DBasia.news –  Protes yang terus dilakukan Pelita Jaya membuat Direktur Indonesia Basketball League (IBL), Hasan Ghozali naik pitam. Hasan bahkan menyebut, pihak liga bisa saja memberi sanksi sebesar Rp 100 juta jika Pelita Jaya tetap tidak menerima keputusan IBL.

Pelita Jaya melayangkan surat protes resmi kepada IBL yang menyangsikan tinggi badan pemain Stapac Jakarta, Kendal Yancy. Pelatih Pelita Jaya, Fictor Roring, menilai tinggi badan Yancy di atas 188 cm atau melanggar batas minimun.

Akan tetapi, IBL tak menyetujui permintaan Pelita Jaya untuk melakukan ukur ulang terhadap Yancy.

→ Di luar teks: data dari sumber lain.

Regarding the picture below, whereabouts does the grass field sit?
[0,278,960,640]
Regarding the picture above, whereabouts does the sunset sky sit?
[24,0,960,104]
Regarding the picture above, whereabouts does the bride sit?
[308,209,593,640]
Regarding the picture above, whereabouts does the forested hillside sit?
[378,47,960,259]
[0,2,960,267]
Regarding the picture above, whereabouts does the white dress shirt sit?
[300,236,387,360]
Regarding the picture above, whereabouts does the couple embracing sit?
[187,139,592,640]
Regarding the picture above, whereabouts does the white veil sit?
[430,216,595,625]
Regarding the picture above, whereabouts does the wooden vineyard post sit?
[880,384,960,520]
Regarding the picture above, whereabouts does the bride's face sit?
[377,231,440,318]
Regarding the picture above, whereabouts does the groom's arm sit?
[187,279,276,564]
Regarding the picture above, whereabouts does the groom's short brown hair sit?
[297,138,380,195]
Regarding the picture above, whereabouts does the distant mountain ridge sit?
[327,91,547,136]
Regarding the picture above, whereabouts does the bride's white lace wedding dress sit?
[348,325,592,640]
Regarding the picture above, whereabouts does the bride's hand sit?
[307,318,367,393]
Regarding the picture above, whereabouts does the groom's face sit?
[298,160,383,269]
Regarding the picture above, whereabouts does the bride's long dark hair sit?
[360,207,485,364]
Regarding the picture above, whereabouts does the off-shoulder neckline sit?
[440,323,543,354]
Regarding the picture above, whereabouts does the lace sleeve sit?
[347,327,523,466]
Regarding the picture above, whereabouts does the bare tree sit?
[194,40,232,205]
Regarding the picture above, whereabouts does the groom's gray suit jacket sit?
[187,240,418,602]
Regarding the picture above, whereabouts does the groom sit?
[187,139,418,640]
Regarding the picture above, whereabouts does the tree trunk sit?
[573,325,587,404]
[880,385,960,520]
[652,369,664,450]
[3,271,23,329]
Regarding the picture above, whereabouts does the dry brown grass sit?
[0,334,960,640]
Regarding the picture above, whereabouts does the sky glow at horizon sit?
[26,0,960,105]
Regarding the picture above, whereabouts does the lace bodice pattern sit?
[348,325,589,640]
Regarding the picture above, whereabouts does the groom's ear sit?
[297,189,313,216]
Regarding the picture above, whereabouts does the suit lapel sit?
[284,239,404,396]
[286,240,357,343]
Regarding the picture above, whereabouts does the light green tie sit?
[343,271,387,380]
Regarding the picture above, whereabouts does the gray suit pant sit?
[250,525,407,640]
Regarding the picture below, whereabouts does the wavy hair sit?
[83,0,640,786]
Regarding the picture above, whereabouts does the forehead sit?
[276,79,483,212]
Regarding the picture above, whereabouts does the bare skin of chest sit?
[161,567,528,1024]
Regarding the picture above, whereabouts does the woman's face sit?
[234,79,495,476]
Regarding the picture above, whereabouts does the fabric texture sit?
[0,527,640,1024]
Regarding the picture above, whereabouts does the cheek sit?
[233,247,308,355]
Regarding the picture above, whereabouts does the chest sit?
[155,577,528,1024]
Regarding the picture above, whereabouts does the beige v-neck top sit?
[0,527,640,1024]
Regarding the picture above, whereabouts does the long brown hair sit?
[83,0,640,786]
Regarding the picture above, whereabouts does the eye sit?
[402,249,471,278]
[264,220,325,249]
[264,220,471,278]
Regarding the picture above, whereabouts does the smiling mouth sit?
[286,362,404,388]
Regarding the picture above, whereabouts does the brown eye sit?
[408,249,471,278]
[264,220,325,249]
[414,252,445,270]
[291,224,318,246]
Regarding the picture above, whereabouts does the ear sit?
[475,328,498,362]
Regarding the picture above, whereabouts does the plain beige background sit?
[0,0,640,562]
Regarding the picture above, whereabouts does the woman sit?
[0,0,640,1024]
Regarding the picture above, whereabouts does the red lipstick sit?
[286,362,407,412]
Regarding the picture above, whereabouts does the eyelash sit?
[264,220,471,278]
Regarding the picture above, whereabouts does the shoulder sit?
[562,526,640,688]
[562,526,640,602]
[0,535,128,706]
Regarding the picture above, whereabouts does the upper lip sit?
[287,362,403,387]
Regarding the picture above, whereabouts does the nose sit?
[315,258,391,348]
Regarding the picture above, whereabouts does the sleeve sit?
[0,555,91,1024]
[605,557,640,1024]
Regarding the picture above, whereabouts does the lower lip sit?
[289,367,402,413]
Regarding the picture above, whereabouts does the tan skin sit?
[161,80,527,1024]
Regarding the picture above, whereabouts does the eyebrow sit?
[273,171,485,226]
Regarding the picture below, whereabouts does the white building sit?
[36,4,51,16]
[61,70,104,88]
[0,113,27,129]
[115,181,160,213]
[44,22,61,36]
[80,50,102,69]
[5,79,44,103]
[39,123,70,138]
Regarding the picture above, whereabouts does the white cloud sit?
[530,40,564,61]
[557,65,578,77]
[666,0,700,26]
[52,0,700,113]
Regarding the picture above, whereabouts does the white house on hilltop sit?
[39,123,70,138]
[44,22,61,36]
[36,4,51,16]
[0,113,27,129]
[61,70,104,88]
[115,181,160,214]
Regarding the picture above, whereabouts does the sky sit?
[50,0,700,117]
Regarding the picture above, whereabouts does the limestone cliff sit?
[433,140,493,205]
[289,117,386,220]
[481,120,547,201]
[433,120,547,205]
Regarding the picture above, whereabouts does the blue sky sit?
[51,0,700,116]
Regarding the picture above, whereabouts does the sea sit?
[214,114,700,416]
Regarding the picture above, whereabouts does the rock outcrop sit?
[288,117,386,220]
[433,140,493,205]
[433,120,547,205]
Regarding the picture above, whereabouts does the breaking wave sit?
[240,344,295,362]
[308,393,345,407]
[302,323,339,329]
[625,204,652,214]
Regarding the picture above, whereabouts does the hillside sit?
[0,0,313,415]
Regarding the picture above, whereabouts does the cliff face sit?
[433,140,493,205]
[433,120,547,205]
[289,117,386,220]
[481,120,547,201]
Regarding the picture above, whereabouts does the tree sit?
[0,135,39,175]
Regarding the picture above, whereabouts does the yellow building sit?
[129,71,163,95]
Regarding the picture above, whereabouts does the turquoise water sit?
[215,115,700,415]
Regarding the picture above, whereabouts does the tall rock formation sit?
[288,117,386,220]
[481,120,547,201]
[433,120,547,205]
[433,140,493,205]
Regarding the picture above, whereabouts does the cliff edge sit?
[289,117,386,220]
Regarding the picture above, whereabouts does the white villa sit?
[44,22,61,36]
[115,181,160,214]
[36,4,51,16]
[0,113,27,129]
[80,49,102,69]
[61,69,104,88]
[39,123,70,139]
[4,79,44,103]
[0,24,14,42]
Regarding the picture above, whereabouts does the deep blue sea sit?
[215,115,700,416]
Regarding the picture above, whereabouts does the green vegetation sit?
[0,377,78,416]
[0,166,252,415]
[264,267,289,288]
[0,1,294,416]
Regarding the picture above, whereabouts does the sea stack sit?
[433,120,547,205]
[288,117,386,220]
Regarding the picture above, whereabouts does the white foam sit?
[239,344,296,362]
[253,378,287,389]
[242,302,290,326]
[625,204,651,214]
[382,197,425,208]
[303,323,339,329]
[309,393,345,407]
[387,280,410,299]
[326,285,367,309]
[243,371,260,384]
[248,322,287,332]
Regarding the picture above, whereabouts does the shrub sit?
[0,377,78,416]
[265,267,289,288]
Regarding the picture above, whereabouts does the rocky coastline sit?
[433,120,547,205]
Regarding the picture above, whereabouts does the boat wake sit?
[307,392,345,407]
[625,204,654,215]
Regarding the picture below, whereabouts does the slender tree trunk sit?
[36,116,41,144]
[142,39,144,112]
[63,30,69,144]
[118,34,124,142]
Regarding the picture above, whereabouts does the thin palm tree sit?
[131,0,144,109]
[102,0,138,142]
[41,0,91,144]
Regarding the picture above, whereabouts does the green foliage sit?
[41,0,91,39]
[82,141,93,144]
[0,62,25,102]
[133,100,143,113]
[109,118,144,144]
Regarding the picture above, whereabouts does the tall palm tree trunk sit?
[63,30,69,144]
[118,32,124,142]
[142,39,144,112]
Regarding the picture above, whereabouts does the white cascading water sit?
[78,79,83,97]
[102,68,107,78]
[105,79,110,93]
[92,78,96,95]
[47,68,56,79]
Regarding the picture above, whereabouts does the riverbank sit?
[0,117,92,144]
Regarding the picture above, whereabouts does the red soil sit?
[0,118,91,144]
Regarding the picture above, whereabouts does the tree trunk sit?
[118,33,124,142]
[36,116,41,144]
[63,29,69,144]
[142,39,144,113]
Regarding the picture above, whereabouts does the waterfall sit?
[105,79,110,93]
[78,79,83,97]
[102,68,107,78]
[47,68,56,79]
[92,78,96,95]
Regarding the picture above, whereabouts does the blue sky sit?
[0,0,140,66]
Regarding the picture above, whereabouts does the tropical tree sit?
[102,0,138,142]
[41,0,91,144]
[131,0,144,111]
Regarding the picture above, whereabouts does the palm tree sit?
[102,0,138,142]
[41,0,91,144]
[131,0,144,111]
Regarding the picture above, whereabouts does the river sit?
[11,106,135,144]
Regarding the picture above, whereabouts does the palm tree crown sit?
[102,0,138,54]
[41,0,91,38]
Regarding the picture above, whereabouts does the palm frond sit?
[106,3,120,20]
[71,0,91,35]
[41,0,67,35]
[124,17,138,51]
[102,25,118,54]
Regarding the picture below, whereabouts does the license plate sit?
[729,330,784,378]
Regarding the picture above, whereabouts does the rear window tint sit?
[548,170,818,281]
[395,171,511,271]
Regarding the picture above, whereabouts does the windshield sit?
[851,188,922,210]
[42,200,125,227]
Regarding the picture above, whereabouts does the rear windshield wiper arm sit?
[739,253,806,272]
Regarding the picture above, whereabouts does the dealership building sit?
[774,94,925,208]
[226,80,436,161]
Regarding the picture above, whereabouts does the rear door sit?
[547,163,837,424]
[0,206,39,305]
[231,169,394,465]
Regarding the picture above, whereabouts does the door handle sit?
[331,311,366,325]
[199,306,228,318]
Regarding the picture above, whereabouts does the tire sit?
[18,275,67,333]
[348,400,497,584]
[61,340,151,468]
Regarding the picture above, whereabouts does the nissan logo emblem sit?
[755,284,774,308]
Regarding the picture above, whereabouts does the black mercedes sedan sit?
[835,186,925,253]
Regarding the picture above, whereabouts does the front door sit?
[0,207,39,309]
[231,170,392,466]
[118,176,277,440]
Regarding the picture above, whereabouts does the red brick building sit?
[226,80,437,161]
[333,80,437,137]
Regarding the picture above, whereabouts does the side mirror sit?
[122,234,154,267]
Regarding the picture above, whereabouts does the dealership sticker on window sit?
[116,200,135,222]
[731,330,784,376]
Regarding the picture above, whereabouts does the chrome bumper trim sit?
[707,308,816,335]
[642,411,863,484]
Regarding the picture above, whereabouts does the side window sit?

IBL bersikukuh, data yang dikeluarkan RS Royal saat pengukuran pertama sudah valid.

“Kami sudah jawab lewat surat bahwa IBL tidak bisa mengakomodir. Terserah kalau mereka (Pelita Jaya) mau ngoceh-ngoceh, nanti kami bisa kenai sanksi juga. Sanksinya bisa materi sebesar Rp 100 juta,” kata Hasan kepada wartawan.

“Kalau mereka siap menerima sanksi itu, ya silahkan saja mereka berkoar terus. Kesabaran saya juga ada batasnya ya. Konyol sih memang,” sambungnya.

Bagi Hasan, permintaan Pelita Jaya mengukur ulang tinggi Yancy sebagai bentuk ketidak percayaan terhadap liga. Padahal, tidak ada kepentingan IBL atau rumah sakit mengurangi tinggi pebasket asal Amerika Serikat tersebut.

“Kepentingannya apa bagi tim dokter kurang-kurangi tinggi Yancy? Enggak ada kan. Selain itu, pengukuran juga ada saksinya,” ucap Hasan.